Il est grand temps que les gouvernements prennent au sérieux l’urgence climatique. Il est encore possible de limiter la hausse de la température du globe à 2°C, à condition que toutes les nations – et notamment la France -‐ l’exigent et s’engagent dès 2014. L’UE doit impérativement créer une alliance avec les plus vulnérables qui lui donne la force et la légitimité de resserrer l’étau diplomatique autour des Etats-‐Unis et de la Chine et de les obliger à aller plus loin en terme d’engagements et de contrainte. L’UE peut notamment s’illustrer là où la Chine et les US ne le font pas en défendant les questions de financements et d’adaptation, chères aux pays les plus pauvres et les plus vulnérables. Elle peut également piloter les négociations sur les initiatives pre-‐2020 qui constituent le socle de toute action après 2020, à condition d’aller plus loin elle même. En tant que pays membre de l’Union Européenne, pays bailleur et future présidence, la France a un rôle important à jouer.

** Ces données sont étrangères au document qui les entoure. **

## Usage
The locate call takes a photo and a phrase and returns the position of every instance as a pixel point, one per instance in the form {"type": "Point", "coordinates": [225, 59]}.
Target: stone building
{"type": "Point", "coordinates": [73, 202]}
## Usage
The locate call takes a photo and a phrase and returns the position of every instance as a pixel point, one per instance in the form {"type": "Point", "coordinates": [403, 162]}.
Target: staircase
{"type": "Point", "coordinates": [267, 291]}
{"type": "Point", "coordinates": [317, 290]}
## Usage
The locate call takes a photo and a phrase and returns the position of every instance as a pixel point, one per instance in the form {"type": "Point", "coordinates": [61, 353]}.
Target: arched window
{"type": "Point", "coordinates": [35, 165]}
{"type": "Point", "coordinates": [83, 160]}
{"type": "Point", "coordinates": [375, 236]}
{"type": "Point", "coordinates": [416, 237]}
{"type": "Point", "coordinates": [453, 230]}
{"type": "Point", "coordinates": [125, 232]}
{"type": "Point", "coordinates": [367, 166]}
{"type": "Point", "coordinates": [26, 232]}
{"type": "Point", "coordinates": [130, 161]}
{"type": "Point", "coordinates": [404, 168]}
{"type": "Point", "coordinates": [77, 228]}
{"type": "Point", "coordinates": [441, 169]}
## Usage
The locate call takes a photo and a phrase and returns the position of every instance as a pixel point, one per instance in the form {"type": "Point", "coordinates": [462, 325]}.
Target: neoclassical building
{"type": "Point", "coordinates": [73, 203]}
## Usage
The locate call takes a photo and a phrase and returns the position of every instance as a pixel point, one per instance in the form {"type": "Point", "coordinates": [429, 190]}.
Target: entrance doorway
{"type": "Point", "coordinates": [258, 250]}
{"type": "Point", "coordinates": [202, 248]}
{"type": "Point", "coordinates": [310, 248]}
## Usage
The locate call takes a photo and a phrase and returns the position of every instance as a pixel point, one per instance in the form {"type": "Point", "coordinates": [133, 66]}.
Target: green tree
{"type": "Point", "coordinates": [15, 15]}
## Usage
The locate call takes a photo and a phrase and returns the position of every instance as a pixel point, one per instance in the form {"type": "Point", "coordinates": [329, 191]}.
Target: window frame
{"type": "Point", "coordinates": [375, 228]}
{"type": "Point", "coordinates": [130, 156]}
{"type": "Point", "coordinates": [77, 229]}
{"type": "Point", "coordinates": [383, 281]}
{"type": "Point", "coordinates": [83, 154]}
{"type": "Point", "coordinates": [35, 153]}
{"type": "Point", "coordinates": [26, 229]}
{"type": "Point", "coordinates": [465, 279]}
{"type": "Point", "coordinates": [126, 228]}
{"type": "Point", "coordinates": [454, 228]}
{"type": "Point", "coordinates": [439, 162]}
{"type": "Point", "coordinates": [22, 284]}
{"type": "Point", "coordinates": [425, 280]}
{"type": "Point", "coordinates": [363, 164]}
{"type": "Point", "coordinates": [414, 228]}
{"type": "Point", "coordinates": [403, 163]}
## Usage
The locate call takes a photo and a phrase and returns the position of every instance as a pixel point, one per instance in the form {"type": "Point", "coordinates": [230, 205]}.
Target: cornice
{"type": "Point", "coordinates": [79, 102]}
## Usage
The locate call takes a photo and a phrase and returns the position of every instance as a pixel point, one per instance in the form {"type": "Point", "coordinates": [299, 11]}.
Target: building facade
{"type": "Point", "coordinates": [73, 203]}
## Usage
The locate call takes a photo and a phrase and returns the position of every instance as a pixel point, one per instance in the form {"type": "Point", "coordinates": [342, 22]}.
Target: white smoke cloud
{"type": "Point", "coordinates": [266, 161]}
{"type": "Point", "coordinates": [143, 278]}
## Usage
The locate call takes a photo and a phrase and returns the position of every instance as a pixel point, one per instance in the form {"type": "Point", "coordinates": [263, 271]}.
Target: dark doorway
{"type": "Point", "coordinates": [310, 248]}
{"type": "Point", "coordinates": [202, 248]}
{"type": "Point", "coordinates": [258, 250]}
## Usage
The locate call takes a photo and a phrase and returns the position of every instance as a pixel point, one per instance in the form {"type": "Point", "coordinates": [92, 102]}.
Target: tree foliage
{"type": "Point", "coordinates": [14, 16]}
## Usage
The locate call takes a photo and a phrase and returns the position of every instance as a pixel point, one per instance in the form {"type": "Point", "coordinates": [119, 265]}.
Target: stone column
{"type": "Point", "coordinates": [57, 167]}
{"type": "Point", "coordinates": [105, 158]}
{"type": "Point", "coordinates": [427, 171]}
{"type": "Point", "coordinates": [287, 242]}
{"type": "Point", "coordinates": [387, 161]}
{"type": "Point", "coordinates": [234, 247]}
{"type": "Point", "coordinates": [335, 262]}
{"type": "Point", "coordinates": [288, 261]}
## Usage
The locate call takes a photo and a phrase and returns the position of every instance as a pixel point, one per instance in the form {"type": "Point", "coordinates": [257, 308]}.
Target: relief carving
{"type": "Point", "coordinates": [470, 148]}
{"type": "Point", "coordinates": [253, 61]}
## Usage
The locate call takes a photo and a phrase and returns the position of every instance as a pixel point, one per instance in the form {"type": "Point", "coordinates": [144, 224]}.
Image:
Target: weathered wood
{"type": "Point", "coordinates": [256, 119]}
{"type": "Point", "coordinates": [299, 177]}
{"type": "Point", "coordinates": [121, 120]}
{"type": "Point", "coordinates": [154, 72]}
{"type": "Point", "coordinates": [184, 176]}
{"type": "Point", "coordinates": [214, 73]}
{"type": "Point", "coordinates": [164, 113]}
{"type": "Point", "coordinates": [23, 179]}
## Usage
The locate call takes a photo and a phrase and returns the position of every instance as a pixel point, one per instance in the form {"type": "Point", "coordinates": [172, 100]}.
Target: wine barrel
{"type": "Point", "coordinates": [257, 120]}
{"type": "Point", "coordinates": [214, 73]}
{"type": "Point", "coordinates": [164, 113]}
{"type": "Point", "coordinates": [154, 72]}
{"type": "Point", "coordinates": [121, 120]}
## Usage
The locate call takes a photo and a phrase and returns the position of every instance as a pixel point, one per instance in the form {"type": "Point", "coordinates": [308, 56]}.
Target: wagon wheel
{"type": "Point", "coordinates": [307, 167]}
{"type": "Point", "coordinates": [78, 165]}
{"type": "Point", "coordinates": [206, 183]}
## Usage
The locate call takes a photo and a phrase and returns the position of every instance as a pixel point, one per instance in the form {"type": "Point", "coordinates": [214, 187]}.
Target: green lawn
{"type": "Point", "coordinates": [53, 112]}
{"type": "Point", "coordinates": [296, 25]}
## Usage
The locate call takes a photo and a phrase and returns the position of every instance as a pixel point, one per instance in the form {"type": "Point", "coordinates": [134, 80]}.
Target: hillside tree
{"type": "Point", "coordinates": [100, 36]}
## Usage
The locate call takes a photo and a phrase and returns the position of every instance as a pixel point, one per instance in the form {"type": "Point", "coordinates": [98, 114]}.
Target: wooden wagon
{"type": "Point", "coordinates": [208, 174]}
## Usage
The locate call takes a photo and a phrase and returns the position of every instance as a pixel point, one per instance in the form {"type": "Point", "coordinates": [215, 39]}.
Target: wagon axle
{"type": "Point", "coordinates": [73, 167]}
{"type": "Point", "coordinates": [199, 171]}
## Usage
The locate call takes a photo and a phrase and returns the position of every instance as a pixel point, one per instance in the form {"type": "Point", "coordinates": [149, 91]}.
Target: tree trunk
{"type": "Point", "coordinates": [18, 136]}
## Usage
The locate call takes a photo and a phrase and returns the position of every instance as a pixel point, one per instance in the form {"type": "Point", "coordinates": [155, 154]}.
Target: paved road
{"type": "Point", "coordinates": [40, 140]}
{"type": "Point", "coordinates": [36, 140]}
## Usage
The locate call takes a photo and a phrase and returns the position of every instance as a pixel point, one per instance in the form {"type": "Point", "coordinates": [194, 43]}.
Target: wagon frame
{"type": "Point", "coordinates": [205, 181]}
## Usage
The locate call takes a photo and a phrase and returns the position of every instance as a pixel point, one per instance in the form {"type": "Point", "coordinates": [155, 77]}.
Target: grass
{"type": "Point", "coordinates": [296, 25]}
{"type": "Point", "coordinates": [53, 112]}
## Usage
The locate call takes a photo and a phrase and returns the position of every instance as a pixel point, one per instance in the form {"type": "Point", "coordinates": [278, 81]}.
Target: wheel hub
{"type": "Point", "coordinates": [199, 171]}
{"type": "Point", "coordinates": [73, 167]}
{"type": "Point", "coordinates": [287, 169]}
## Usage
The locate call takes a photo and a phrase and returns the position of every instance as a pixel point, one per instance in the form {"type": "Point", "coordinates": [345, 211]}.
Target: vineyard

Les enjeux à Bonn en juin 2014 Obtenir des engagements ministériels pour renforcer l’action 2014-‐2020 Les rencontres ministérielles sont prévues depuis la COP19 et ont pour objet/objectif de renforcer l’action et les engagements entre 2014 et 2020. La ministérielle du 5 juin concernera uniquement les parties au Protocole de Kyoto. La ministérielle du 6 juin concerne en revanche l’ensemble des parties puisqu’il s’agit d’étudier des options pour rehausser l’ambition nord et sud sous la plateforme de Durban. Malheureusement, tous les ministres ne seront pas présents, y compris les ministres français, faute d’ambition politique et les ministérielles pourraient se transformer en exercice de style. Surtout que les maigres annonces des Etats seront gardées en réserve pour le sommet de Ban Ki Moon. Dans le cadre de la ministérielle Kyoto, l’UE n’est pas prête à acter juridiquement un rehaussement de son objectif de baisse d’émissions pour 2020. L’UE prévoit simplement d’annoncer le dépassement probable de son objectif actuel pour 2020. La ministérielle sur l’ADP pourrait se retrouver prise en otage par la question des financements si aucune proposition concrète et rassurante n’est sur la table en ce qui concerne les efforts des Etats et la capitalisation du Fonds Vert. Pour les ONG, les ministérielles représentent un point de passage important pour préparer le sommet de Ban Ki Moon et recréer de la confiance entre les pays. Elles doivent : • Réaffirmer les conclusions du GIEC sur le budget carbone et ce que cela signifie pour
l’extraction des ressources fossiles. • Donner un mandat précis à la COP sur comment appuyer et renforcer les initiatives en
matière d’efficacité énergétique, énergies renouvelables, villes durables déjà identifiées. • Permettre aux pays développés de réaffirmer/accroître leurs engagements financiers
publics, a minima pour 2014-‐2015, et. Notamment la France qui n’avait rien annoncé ou engagé à la ministérielle sur les financements de la COP19.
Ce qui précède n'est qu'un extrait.